In 1853, the United States acquired 29,670 square miles of present-day southern Arizona and southwestern New Mexico from Mexico under the Gadsden Purchase.
- Cost of living: 11% below U.S. average
- City population: 554,503
- Median household income: $43,676
- Median home value: $299,900
- Median rent: $725 (1bd. home) $1450 (3bd. home)
- Unemployment rate: 7.9%
3. Grand Forks, ND
Voted one of the most suitable places to live in North Dakota, the city has an energetic espresso shop and bar scene. Jump for joy on a jumbo trampoline at Northern Air Fun Center or swing away in Sherlock Forest, Grand Forks largest community playground.
With a thriving local music scene, flourishing performing arts community and more talented artists than you can shake a paintbrush at, numerous cultural venues make Grand Forks a dynamically thriving arts and culture scene.
- Cost of living: 3% below U. S. average
- City population: 54,243
- Median household income: $47,871
- Median home value: $219,900
- Median rent: $728 (1bd. home) $1225 (3bd. home)
- Unemployment rate: 4%
2. Texarkana, AR
One of the most famous twin cities in the nation, Texarkana, Arkansas sits just across State Line Avenue from the slightly-larger Texarkana, Texas. While a distinct city from its neighbor across the border with its own mayor and government.
The twin cities share one courthouse, one federal building, one jail and one post office, among other services. But it’s on the Arkansas side where living is easy, with a one-bedroom apartment renting for just $548 a month on average.
- Cost of living: 12.1% below U. S. average
- City population: 29,473
- Median household income: $38,701
- Median home value: $159,800
- Median rent: $548 (1bd. home) $815 (3bd. home)
- Unemployment rate: 6.7%
1. Springfield, MO
Springfield is the third-largest metropolis in the state after St Louis and Kansas. Apartment rents are about 22% cheaper and median home prices are a little more than half the national level. Springfield residents enjoy savings on groceries, transportation and utilities as well.
It’s also home to Missouri State University, a zoo, and a stunning downtown area with tramlines. The Vantage Rooftop Lounge, Springfield Opera, Springfield Ballet and Springfield Symphony are just some of the city’s entertainment offerings.

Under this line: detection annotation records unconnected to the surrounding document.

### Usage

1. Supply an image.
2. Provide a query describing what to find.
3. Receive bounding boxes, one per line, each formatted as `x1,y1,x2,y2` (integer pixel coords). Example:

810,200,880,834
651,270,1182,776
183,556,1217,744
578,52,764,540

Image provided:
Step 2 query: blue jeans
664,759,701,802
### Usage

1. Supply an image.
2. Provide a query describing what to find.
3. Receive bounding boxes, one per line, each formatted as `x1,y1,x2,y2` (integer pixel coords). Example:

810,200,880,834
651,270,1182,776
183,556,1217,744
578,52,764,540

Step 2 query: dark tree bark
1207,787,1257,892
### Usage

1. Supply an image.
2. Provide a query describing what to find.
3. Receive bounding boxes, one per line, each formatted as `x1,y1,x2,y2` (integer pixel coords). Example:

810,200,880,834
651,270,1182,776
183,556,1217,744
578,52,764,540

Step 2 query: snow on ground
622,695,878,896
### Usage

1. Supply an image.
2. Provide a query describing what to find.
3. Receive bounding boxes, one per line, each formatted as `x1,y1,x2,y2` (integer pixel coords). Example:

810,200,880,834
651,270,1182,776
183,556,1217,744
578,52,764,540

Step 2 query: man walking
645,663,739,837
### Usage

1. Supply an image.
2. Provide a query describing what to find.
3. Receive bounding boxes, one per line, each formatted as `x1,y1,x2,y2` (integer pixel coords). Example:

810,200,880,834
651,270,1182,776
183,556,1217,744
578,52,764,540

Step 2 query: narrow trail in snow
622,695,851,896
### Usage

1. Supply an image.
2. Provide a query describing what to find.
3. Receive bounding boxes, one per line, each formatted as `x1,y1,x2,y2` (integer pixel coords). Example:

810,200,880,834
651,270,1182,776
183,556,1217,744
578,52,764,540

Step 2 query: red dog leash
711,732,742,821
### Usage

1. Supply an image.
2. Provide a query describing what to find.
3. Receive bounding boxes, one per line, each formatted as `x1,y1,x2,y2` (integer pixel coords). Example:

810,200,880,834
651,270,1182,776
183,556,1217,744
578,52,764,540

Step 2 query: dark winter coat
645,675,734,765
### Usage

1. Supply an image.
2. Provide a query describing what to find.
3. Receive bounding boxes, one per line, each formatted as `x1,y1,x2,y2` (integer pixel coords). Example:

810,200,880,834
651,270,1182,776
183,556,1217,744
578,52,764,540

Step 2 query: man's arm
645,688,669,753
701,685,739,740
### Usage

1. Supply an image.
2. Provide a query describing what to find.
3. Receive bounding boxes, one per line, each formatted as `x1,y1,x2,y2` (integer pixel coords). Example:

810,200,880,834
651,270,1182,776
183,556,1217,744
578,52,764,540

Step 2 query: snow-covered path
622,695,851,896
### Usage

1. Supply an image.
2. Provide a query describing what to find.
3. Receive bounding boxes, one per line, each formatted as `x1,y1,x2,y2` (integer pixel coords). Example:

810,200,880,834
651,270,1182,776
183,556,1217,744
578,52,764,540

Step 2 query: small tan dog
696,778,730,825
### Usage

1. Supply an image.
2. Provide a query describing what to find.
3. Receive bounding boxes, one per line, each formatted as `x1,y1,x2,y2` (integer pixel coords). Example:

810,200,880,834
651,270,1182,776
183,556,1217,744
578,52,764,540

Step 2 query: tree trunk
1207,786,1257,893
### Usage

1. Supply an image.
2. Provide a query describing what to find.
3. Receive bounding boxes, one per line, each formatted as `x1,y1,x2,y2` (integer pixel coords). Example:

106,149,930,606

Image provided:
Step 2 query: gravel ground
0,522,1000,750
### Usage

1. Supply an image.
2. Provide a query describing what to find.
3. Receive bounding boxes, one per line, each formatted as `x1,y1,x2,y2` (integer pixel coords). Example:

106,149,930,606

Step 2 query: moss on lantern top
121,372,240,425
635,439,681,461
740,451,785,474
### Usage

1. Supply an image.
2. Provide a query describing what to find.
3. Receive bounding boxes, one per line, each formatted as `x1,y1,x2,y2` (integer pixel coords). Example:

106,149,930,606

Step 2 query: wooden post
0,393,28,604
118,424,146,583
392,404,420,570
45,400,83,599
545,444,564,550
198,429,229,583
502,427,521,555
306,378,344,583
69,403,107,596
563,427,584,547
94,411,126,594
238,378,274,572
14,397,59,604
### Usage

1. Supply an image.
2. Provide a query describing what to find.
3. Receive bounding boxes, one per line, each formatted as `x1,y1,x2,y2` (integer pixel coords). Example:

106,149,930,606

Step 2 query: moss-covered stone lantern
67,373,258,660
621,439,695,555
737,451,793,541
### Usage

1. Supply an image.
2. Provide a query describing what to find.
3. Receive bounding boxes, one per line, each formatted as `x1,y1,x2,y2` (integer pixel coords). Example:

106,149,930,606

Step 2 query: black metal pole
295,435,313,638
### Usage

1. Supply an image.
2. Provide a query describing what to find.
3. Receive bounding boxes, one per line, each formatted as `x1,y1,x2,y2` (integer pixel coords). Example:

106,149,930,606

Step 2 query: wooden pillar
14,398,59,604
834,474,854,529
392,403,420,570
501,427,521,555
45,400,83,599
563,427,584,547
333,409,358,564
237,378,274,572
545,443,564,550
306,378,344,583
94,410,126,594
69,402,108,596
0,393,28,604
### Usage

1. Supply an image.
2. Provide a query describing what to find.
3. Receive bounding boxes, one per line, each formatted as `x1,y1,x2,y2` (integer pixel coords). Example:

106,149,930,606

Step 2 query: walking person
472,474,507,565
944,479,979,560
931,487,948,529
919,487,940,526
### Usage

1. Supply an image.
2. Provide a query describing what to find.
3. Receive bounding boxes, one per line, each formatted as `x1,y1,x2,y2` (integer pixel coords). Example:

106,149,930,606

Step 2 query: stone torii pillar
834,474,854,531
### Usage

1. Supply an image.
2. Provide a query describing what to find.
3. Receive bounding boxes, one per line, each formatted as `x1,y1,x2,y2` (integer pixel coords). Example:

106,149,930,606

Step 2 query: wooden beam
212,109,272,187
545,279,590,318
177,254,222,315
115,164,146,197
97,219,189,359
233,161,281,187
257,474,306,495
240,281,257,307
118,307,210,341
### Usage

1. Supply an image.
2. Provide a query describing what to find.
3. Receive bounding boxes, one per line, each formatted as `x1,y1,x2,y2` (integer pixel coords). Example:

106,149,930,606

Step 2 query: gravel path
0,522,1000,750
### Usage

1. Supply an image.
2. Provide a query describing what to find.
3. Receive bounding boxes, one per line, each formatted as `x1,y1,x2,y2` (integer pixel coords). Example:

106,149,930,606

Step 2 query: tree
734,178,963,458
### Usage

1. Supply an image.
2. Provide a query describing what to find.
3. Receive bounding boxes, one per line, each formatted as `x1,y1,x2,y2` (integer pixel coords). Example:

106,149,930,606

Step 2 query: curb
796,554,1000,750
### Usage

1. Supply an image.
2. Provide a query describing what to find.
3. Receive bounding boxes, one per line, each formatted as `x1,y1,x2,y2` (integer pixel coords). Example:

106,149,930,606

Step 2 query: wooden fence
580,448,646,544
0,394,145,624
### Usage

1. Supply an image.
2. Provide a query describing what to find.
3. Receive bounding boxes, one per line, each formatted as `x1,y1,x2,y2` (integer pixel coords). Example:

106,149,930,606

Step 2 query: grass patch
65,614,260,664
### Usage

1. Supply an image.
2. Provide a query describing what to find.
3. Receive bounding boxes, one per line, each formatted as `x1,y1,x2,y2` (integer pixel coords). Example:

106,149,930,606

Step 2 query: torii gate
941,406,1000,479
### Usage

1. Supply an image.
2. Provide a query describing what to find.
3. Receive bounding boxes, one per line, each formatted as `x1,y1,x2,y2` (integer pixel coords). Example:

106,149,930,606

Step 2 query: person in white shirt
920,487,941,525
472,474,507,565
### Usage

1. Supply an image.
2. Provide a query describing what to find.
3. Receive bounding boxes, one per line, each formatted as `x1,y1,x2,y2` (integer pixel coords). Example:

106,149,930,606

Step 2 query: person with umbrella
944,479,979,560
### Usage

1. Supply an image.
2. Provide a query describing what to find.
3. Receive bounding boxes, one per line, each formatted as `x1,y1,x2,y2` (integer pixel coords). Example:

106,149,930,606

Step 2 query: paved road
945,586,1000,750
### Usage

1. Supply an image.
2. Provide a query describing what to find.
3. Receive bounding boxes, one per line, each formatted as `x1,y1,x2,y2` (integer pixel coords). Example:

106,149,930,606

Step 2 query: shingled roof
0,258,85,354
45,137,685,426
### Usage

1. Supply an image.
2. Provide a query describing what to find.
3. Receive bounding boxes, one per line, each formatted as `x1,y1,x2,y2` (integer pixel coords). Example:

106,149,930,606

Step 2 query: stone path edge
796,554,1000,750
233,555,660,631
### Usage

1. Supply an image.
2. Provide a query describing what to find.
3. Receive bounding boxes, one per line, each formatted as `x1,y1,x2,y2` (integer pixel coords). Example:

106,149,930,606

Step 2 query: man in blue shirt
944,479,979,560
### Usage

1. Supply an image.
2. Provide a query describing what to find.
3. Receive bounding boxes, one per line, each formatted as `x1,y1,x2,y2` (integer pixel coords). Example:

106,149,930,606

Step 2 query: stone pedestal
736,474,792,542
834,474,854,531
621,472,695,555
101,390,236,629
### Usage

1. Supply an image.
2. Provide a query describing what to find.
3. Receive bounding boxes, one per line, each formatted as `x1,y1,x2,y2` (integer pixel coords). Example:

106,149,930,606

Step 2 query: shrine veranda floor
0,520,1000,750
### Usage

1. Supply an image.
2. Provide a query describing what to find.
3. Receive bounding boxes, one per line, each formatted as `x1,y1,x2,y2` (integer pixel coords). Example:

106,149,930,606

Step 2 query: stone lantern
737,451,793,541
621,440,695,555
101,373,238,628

- Cost of living: 12.2% below U.S. average
- City population: 168,113
- Median household income: $33,879
- Median home value: $120,800
- Median rent: $680 (1bd. home) $1075 (3bd. home)
- Unemployment rate: 5.9%
Use this list of the 8 cheapest places to live in the U.S. to help you find your new home and start saving more money. The locations on this list not only will save you money but they are just great places to live overall as well.